Lethal Weapon

Eines der beliebtesten Genres Hollywoods sind Polizeifilme, die Dank ihres Erfolges an den Kinokassen und dem Bedürfnis des Publikums nach mehr, auch gerne als Reihe mit mehreren Nachfolgern produziert werden. Eine der bekanntesten dieser Reihen ist, neben „Dirty Harry“ und „Stirb langsam“, sicherlich „Lethal Weapon“, deren vier Teile zwischen 1987 und 1998 erschienen.

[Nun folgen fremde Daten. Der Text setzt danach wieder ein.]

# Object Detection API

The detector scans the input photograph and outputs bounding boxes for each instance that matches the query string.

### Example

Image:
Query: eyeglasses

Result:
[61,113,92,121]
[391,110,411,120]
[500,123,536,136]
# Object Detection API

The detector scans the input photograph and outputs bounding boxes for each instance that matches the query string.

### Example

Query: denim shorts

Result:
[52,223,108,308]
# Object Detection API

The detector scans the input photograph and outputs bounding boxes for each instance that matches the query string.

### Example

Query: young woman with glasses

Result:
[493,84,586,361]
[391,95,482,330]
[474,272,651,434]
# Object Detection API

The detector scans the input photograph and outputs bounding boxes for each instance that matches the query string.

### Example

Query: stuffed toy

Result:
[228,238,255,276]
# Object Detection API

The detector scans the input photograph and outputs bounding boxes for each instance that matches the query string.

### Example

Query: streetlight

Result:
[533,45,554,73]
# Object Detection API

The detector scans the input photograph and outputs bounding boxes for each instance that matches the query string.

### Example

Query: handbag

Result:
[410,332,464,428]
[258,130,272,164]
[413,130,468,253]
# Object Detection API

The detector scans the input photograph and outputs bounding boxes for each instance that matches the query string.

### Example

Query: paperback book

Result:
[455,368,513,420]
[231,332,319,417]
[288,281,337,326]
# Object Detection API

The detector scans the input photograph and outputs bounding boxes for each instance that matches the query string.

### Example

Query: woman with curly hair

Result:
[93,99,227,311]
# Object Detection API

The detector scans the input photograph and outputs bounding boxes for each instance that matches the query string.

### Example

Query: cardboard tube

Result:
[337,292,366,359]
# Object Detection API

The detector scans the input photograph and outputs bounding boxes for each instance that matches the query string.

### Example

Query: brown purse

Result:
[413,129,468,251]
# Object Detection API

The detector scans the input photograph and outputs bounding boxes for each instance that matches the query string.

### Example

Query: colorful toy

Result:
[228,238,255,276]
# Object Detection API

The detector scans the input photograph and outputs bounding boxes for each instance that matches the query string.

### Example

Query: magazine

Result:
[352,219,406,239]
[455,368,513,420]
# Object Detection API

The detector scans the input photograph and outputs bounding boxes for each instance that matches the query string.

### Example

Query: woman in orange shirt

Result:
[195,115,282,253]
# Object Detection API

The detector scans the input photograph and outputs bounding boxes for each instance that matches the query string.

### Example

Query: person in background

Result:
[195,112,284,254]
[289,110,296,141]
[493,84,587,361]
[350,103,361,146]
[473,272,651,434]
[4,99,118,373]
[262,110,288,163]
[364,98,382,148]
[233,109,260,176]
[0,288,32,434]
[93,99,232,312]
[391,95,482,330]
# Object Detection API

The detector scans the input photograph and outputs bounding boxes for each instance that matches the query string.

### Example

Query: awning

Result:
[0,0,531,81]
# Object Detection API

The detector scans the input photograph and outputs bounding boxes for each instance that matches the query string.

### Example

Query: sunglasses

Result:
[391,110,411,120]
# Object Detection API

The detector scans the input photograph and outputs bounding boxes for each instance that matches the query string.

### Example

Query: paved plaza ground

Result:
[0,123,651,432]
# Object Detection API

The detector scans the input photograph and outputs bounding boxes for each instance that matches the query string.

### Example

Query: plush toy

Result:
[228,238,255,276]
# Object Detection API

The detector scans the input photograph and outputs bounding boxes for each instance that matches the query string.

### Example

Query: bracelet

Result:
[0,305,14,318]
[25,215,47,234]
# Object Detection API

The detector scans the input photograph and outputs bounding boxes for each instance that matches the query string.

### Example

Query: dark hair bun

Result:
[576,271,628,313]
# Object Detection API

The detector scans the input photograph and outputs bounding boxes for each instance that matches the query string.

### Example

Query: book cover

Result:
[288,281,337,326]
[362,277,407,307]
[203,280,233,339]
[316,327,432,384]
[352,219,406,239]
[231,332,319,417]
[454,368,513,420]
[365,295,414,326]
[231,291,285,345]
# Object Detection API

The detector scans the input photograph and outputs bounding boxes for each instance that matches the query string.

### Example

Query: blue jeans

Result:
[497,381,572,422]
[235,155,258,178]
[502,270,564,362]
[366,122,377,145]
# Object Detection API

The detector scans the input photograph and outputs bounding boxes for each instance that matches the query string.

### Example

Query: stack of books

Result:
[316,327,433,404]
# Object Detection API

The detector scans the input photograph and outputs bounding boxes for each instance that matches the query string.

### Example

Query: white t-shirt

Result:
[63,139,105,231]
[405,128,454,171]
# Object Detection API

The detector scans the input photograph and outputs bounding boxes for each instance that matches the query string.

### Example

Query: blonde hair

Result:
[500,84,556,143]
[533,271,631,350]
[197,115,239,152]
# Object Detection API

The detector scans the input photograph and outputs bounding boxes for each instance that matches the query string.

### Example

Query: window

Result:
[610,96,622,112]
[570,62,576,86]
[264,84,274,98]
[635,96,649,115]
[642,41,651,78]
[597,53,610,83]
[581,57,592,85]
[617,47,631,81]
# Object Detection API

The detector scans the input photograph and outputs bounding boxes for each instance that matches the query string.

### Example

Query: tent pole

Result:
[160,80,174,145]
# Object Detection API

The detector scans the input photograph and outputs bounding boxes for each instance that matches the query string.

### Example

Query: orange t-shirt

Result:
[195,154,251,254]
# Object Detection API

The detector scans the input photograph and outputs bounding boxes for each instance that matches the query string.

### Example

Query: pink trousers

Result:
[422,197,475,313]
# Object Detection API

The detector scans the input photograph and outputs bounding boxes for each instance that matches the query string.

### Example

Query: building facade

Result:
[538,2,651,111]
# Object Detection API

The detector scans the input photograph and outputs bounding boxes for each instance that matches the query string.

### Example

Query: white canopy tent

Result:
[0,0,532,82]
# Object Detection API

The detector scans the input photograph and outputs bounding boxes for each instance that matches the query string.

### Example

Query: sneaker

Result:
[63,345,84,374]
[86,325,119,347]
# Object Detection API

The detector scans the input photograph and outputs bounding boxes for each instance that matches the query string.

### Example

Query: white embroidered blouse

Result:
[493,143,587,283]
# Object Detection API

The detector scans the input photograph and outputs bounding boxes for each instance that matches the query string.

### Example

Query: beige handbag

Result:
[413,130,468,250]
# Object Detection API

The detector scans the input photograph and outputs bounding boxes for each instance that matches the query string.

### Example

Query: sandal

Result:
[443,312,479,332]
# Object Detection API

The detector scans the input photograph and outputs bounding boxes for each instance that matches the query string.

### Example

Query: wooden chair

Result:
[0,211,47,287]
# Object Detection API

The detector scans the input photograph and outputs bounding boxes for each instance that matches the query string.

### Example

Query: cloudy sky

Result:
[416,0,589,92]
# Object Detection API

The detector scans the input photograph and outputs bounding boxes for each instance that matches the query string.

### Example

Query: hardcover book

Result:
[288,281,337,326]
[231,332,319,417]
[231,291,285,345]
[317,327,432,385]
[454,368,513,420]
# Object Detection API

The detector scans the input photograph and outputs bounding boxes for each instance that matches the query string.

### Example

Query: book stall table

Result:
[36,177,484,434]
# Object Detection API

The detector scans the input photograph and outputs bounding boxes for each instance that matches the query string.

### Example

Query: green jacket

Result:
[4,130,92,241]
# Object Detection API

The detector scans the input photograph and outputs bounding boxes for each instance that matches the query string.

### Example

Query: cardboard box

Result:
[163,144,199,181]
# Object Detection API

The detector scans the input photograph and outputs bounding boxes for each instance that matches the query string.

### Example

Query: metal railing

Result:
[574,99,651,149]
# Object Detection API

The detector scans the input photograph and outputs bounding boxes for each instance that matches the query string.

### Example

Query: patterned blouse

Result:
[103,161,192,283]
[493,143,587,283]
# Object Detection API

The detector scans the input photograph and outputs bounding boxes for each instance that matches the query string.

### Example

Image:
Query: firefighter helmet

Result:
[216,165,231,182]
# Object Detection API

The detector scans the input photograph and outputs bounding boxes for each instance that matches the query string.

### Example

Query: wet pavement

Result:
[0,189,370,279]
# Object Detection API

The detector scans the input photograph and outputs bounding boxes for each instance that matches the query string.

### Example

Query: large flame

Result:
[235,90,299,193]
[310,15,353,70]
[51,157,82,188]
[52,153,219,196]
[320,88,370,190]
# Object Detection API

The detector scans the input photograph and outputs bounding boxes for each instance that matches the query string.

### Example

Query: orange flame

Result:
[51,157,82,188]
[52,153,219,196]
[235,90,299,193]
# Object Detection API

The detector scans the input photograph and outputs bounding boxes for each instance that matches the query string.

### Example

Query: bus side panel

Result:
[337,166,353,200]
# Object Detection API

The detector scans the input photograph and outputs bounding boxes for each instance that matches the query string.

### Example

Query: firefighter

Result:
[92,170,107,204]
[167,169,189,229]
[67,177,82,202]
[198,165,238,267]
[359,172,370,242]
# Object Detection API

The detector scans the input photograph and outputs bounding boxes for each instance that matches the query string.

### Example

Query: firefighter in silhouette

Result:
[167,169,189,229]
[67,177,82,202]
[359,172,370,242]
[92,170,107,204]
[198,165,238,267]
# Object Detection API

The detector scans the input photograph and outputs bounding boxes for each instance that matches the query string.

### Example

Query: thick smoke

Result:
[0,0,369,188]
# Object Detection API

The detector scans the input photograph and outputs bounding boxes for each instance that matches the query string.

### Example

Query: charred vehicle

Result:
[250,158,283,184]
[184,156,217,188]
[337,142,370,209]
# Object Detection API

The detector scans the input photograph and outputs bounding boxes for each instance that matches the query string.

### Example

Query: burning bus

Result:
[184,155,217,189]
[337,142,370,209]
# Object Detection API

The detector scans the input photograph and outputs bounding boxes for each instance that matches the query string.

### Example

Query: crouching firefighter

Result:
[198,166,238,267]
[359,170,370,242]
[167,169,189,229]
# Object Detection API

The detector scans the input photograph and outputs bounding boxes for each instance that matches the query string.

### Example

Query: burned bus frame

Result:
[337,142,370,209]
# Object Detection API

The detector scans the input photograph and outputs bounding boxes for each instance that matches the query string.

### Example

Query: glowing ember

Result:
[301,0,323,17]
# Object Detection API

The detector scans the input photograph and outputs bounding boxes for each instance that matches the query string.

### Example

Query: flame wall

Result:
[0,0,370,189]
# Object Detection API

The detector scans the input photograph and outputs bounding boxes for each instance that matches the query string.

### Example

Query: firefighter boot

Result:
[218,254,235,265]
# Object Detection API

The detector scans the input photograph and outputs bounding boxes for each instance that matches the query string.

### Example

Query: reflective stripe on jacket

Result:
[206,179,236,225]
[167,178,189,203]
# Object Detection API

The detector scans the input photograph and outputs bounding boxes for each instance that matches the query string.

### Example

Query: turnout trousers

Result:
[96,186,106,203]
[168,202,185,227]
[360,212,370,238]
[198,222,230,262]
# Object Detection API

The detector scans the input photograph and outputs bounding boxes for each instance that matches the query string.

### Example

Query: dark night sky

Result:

Dreh- und Angelpunkt sind dabei von Anfang an die beiden vollkommen ungleichen Partner Murtaugh (Danny Glover) und Riggs (Mel Gibson), zwischen denen sich aufgrund ihrer unterschiedlichen Lebenseinstellungen der beiden, und vor allem wegen der lockeren, unkonventionellen und jeglichen Vorschriften widersprechenden Dienstauffassung Riggs, zahlreiche Spannungen und witzige Dialoge ergeben.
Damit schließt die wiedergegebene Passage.